# Best holding blind for your buck



## Mark S (Jan 2, 2019)

Recommendations?

Thanks,
Mark


----------



## Tobias (Aug 31, 2015)

One his antlers can't shred?🦌🦌🤔😬


----------



## Mark S (Jan 2, 2019)

Tobias said:


> One his antlers can't shred?🦌🦌🤔😬


Hehe!


----------



## Windjammer (May 29, 2014)

Mark S said:


> Recommendations?
> 
> Thanks,
> Mark



Mark,
I have both the Magee and the Zinger blinds. 

Zinger: very light weight, and I think the "panels" that fold down are a nice touch. It lacks some durability, but that is the trade-off for the physical weight.

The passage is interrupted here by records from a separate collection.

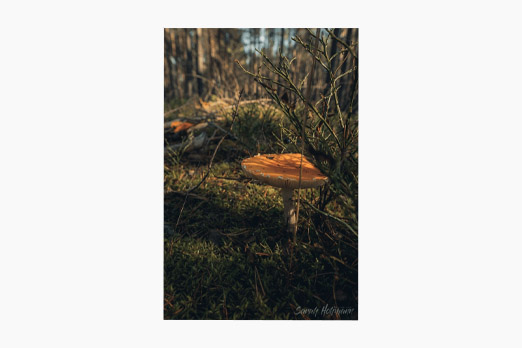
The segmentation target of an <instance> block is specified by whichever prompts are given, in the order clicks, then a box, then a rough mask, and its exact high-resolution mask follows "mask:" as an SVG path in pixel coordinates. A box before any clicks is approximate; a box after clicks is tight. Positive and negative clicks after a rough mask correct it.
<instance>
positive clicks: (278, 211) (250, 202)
mask: <svg viewBox="0 0 522 348" xmlns="http://www.w3.org/2000/svg"><path fill="white" fill-rule="evenodd" d="M284 122H285V121H284V119H282V118H281V115H280V114H279V113H278V112H277V111H276V109H274V108H273V107H266V106H259V105H256V104H252V105H248V106H244V107H241V108H240V112H239V114H238V118H237V120H236V123H235V125H234V128H233V133H234V135H235V137H236V139H230V138H229V139H227V140H225V141H224V142H223V145H222V147H221V148H220V149H219V151H218V153H217V155H216V158H215V164H214V167H213V168H212V172H211V175H209V176H208V177H207V178H206V180H205V181H204V182H203V183H202V184H201V186H200V187H198V188H197V189H196V190H195V191H193V192H191V194H190V195H186V194H185V192H186V190H188V189H189V188H190V187H193V186H194V185H195V184H197V183H198V182H199V181H200V180H201V179H202V178H203V176H204V175H205V172H206V163H205V162H194V161H190V160H188V157H187V156H186V155H181V156H177V157H172V156H170V157H168V156H167V157H166V159H165V161H166V162H165V201H164V216H165V231H164V238H165V243H164V248H165V250H164V252H165V254H164V285H165V297H164V317H165V319H357V316H358V311H357V302H358V293H357V278H358V276H357V263H358V257H357V238H356V236H354V235H353V234H352V233H351V232H350V231H349V230H348V229H347V227H346V226H345V225H344V224H343V223H342V221H349V220H350V219H351V218H353V217H351V216H350V211H351V209H345V205H346V204H347V203H346V201H340V200H338V199H336V198H335V197H329V199H326V198H328V195H329V194H331V192H330V191H329V190H328V188H327V187H326V188H317V189H311V190H306V191H304V192H305V199H306V201H308V202H310V203H311V204H312V205H313V206H317V205H318V203H319V202H320V201H322V202H324V206H323V207H322V208H323V212H326V213H327V214H331V215H332V216H336V217H337V218H338V219H339V220H341V221H338V220H336V219H333V218H329V217H328V216H326V215H324V213H320V212H318V211H316V210H314V209H312V208H311V207H309V206H308V205H303V206H302V210H301V215H300V219H299V231H298V234H297V243H296V244H295V246H293V243H291V242H290V239H291V236H290V235H289V234H288V232H287V231H286V228H285V226H284V221H283V204H282V200H281V196H280V191H279V190H278V189H276V188H273V187H271V186H267V185H263V184H260V183H258V182H255V181H252V180H251V179H249V178H247V177H245V175H244V174H243V172H242V171H241V168H240V162H241V160H242V159H244V158H247V157H249V156H251V155H255V154H257V153H258V152H259V153H275V152H282V151H284V147H283V146H281V145H280V144H283V145H284V144H288V143H291V142H292V139H288V138H286V137H285V134H286V133H285V132H284V131H283V129H284V127H285V125H284ZM230 123H231V119H230V117H227V118H225V121H224V123H223V127H225V128H226V127H228V126H230ZM212 151H213V149H212V148H208V149H206V150H204V151H203V155H205V156H206V158H207V159H208V158H209V157H210V154H211V153H212ZM292 247H293V252H292V253H290V248H292ZM291 255H293V256H291Z"/></svg>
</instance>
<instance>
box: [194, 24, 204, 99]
mask: <svg viewBox="0 0 522 348" xmlns="http://www.w3.org/2000/svg"><path fill="white" fill-rule="evenodd" d="M203 40H204V39H203V29H201V28H197V29H196V47H197V64H196V74H197V76H196V80H197V83H198V94H199V96H200V97H201V96H203V79H202V78H201V77H202V76H203V74H204V72H205V62H204V61H203V60H204V54H205V53H204V49H203Z"/></svg>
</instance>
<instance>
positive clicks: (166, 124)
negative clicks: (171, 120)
mask: <svg viewBox="0 0 522 348" xmlns="http://www.w3.org/2000/svg"><path fill="white" fill-rule="evenodd" d="M193 126H194V124H193V123H190V122H181V121H172V122H168V123H166V128H174V133H179V132H182V131H184V130H187V129H189V128H192V127H193Z"/></svg>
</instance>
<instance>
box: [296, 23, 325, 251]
mask: <svg viewBox="0 0 522 348" xmlns="http://www.w3.org/2000/svg"><path fill="white" fill-rule="evenodd" d="M320 32H321V30H320V29H317V30H316V41H315V48H314V53H313V54H314V55H315V53H316V52H317V49H318V47H319V34H320ZM314 72H315V60H314V61H313V62H312V70H311V72H310V78H309V79H308V86H307V87H306V88H307V91H306V93H307V96H306V97H307V98H306V99H307V100H310V98H311V95H312V80H313V78H314ZM306 106H307V108H306V112H304V113H303V121H302V122H303V125H302V126H301V161H300V163H299V186H298V187H297V207H296V224H295V228H294V244H295V243H296V238H297V237H296V235H297V224H298V223H299V203H300V201H301V180H302V176H303V156H304V145H305V141H304V139H305V128H306V119H307V118H308V114H309V113H310V107H309V105H308V103H307V104H306Z"/></svg>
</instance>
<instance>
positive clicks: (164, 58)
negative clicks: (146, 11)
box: [163, 29, 174, 100]
mask: <svg viewBox="0 0 522 348" xmlns="http://www.w3.org/2000/svg"><path fill="white" fill-rule="evenodd" d="M164 35H165V37H164V50H165V51H164V52H165V53H164V75H165V80H164V81H165V82H164V86H163V88H164V99H165V100H171V99H172V98H174V95H173V94H174V81H173V76H172V75H173V71H172V70H173V67H172V62H171V60H170V57H171V56H173V52H172V44H171V42H170V34H169V30H168V29H164Z"/></svg>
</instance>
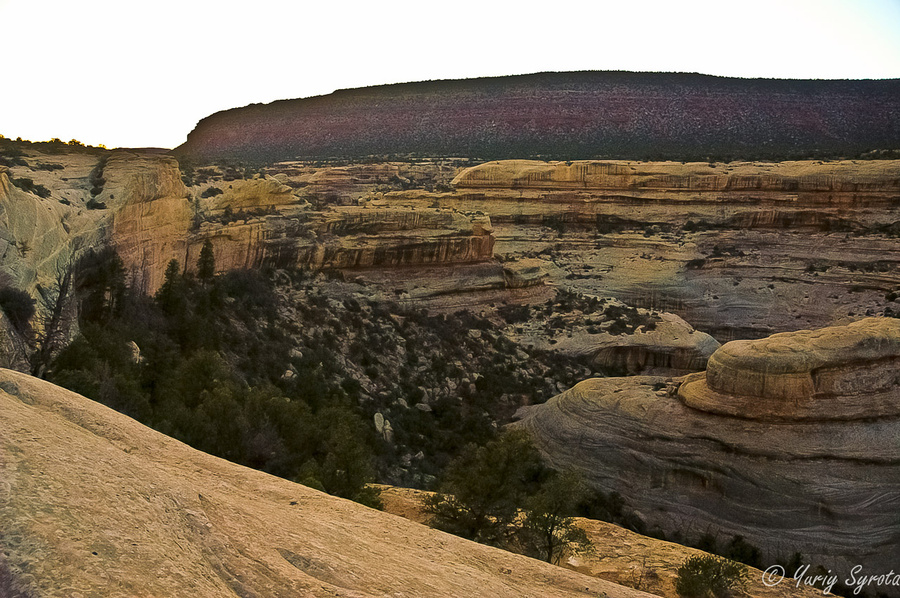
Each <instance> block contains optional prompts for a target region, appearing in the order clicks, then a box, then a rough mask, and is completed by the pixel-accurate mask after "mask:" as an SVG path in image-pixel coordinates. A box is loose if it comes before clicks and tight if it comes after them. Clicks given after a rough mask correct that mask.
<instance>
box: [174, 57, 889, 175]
mask: <svg viewBox="0 0 900 598" xmlns="http://www.w3.org/2000/svg"><path fill="white" fill-rule="evenodd" d="M898 97H900V81H897V80H887V81H787V80H765V79H756V80H753V79H729V78H723V77H710V76H705V75H695V74H683V73H627V72H580V73H539V74H534V75H521V76H514V77H492V78H483V79H464V80H459V81H429V82H422V83H405V84H399V85H383V86H377V87H367V88H362V89H350V90H340V91H336V92H334V93H332V94H329V95H326V96H319V97H313V98H305V99H298V100H283V101H278V102H272V103H271V104H265V105H263V104H253V105H250V106H245V107H243V108H235V109H232V110H226V111H223V112H218V113H216V114H213V115H211V116H208V117H207V118H204V119H203V120H201V121H200V122H199V123H198V124H197V127H196V128H195V129H194V130H193V131H192V132H191V133H190V134H189V135H188V138H187V141H186V143H185V144H184V145H182V146H181V147H180V148H178V150H177V151H180V152H183V153H187V154H190V155H193V156H203V157H206V158H210V159H214V158H217V157H223V156H227V157H237V158H244V159H249V158H257V159H259V158H264V159H268V160H273V159H275V160H285V159H292V158H295V157H328V156H340V157H360V156H369V155H386V154H394V155H409V154H413V155H437V156H471V157H488V158H497V157H517V156H518V157H521V156H532V155H545V156H546V155H553V156H560V157H562V158H564V159H574V158H583V157H591V156H598V155H601V156H613V157H631V158H642V157H644V156H647V155H655V156H663V157H668V158H673V159H683V158H685V157H694V159H697V158H700V159H702V158H703V157H706V156H711V155H725V154H729V153H740V154H743V155H748V154H750V155H754V156H763V157H773V156H783V155H791V154H794V153H802V155H811V153H812V152H828V153H831V154H835V153H837V154H839V155H858V154H859V153H860V152H861V151H867V150H871V149H873V148H879V149H882V148H888V149H893V148H896V147H897V141H898V139H900V120H898V116H897V115H898V114H900V111H898V108H900V100H898Z"/></svg>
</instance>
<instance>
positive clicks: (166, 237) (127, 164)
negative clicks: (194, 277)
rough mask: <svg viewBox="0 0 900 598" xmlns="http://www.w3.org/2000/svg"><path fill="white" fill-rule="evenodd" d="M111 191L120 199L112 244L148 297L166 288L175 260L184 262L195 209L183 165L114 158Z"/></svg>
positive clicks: (110, 192) (113, 226)
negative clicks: (185, 178)
mask: <svg viewBox="0 0 900 598" xmlns="http://www.w3.org/2000/svg"><path fill="white" fill-rule="evenodd" d="M103 176H104V178H105V179H106V185H105V191H104V193H103V194H101V195H100V198H107V201H109V202H110V203H112V201H113V199H114V198H109V196H110V195H114V194H115V195H119V196H120V199H118V200H117V201H116V203H115V204H114V205H116V206H117V209H115V210H114V214H113V216H112V226H111V233H110V242H111V243H112V245H113V247H115V248H116V251H117V252H118V254H119V257H121V258H122V261H123V262H124V264H125V268H126V270H127V271H128V272H129V273H130V277H131V284H133V285H135V286H136V288H139V289H141V290H142V291H143V292H145V293H150V294H152V293H154V292H156V290H157V289H158V288H159V287H160V285H162V282H163V274H164V273H165V270H166V265H167V264H168V263H169V261H170V260H173V259H177V260H179V261H182V260H183V259H184V254H185V250H186V241H187V232H188V228H189V226H190V223H191V215H192V209H191V205H190V201H189V200H188V197H187V195H188V194H187V189H186V188H185V186H184V184H183V183H182V181H181V172H180V171H179V169H178V163H177V162H176V161H175V159H174V158H171V157H169V156H138V155H132V154H122V153H114V154H113V155H112V156H111V157H110V158H109V160H108V161H107V162H106V165H105V168H104V169H103Z"/></svg>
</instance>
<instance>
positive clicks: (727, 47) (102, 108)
mask: <svg viewBox="0 0 900 598" xmlns="http://www.w3.org/2000/svg"><path fill="white" fill-rule="evenodd" d="M0 47H2V49H3V58H4V60H3V74H2V79H0V80H2V82H3V83H2V86H0V134H3V135H5V136H6V137H11V138H16V137H20V136H21V137H22V138H24V139H31V140H33V141H43V140H48V139H50V138H52V137H59V138H61V139H62V140H64V141H68V140H69V139H73V138H75V139H78V140H80V141H82V142H85V143H89V144H93V145H96V144H100V143H102V144H105V145H106V146H107V147H116V146H131V147H137V146H157V147H169V148H171V147H175V146H177V145H179V144H181V143H182V142H183V141H184V140H185V138H186V136H187V134H188V133H189V132H190V131H191V129H193V128H194V125H195V124H196V123H197V121H198V120H200V119H201V118H203V117H205V116H208V115H210V114H212V113H213V112H216V111H218V110H223V109H227V108H233V107H237V106H244V105H247V104H250V103H266V102H271V101H274V100H279V99H288V98H299V97H309V96H314V95H321V94H327V93H330V92H332V91H334V90H335V89H344V88H352V87H362V86H366V85H378V84H382V83H398V82H406V81H422V80H428V79H459V78H465V77H479V76H494V75H512V74H523V73H534V72H541V71H572V70H631V71H668V72H699V73H706V74H711V75H723V76H736V77H777V78H795V79H796V78H810V79H843V78H849V79H883V78H900V0H741V1H730V0H690V1H689V0H685V1H681V2H679V1H676V0H668V1H662V0H629V1H627V2H626V1H623V0H616V1H605V0H594V1H592V2H588V1H570V2H566V1H557V2H547V1H545V2H540V3H538V2H527V1H522V0H520V1H518V2H494V1H491V0H478V1H471V0H456V1H452V2H440V3H438V2H428V1H427V0H418V1H401V0H383V1H376V0H370V1H369V2H348V1H341V0H330V1H329V0H320V1H318V2H306V1H302V0H298V1H293V2H289V1H286V0H255V1H252V2H235V1H229V0H217V1H210V2H207V1H191V0H149V1H140V2H138V1H130V0H0Z"/></svg>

Magee: very strong, the radio pouch is a great feature (radio, winger transmitter), and the stakes are very strong. Only downside is it is heavy.


----------



## Mark S (Jan 2, 2019)

Windjammer said:


> Mark,
> I have both the Magee and the Zinger blinds.
> 
> Zinger: very light weight, and I think the "panels" that fold down are a nice touch. It lacks some durability, but that is the trade-off for the physical weight.
> ...


Perfect thanks. I will go with Magee. Dont really care about the weight.


----------